Instead of the many rushed regurgitations of the OECD’s influential Economic Survey of Australia 2017, this more considered piece by the AFR’s Jacob Greber is worth reading.
What’s lacking in all of it however is (a) an emphasis on the Sydney and Melbourne property markets being overheated in contrast to several other capital city markets and (b) the disconnect between the official cash rate and actual market interest rates.
If you removed Sydney and Melbourne from the equation, we think RBA’s Lowe can’t be criticised for maintaining a low (pun unintended) official cash rate to support what really is a fragile national economy run by politicians whose only defining characteristic is a tin ear.
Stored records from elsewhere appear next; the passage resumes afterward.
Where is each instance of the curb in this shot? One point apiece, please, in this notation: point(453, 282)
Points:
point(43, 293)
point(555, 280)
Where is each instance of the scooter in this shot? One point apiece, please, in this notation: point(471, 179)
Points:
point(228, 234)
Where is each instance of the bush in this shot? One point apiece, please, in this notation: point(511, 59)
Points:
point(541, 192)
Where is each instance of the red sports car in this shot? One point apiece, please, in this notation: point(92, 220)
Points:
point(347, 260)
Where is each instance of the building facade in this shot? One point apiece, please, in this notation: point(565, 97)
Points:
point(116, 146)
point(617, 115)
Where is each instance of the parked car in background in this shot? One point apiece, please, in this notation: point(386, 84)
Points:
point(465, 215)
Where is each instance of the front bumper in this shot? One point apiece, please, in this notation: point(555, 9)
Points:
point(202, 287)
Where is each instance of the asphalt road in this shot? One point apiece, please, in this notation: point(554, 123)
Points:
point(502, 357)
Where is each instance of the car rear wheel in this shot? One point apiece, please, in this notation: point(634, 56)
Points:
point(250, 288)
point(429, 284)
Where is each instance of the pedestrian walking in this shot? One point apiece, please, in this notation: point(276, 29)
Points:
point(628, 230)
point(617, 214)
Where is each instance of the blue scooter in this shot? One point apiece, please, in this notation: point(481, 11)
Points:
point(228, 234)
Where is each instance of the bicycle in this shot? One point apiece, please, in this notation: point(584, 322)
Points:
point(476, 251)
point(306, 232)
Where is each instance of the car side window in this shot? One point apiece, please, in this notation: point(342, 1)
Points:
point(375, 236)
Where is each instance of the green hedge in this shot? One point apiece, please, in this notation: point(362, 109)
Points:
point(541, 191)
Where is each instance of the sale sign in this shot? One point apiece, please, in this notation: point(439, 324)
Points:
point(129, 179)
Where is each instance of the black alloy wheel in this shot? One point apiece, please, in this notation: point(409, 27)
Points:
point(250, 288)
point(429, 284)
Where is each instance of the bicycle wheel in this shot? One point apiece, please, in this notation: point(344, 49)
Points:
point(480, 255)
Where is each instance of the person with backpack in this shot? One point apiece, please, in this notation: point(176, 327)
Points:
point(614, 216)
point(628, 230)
Given that Sydney’s property market is the most highly leveraged and Sydney is Australia’s economic engine room, it beggars belief that in the interests of preventing a national recession, policymakers and APRA don’t fashion a Sydney specific official cash rate and raft of macro prudential measures to cool its property market.
Surely that couldn’t be more complicated than bulldozing a WestCONnex through densely populated suburbs, cutting down hundreds of ancient trees for a not so light rail line, shutting an entire city street indefinitely for the same project, killing a once vibrant nightlife, demolishing multiple high rise city buildings for another dubious rail project and forcibly amalgamating numerous local councils.
If it is, then we think all those tin ears should just give up and go work for NAB.
A one size interest rate doesn’t fit all property markets.
Now there’s a conversation worth having!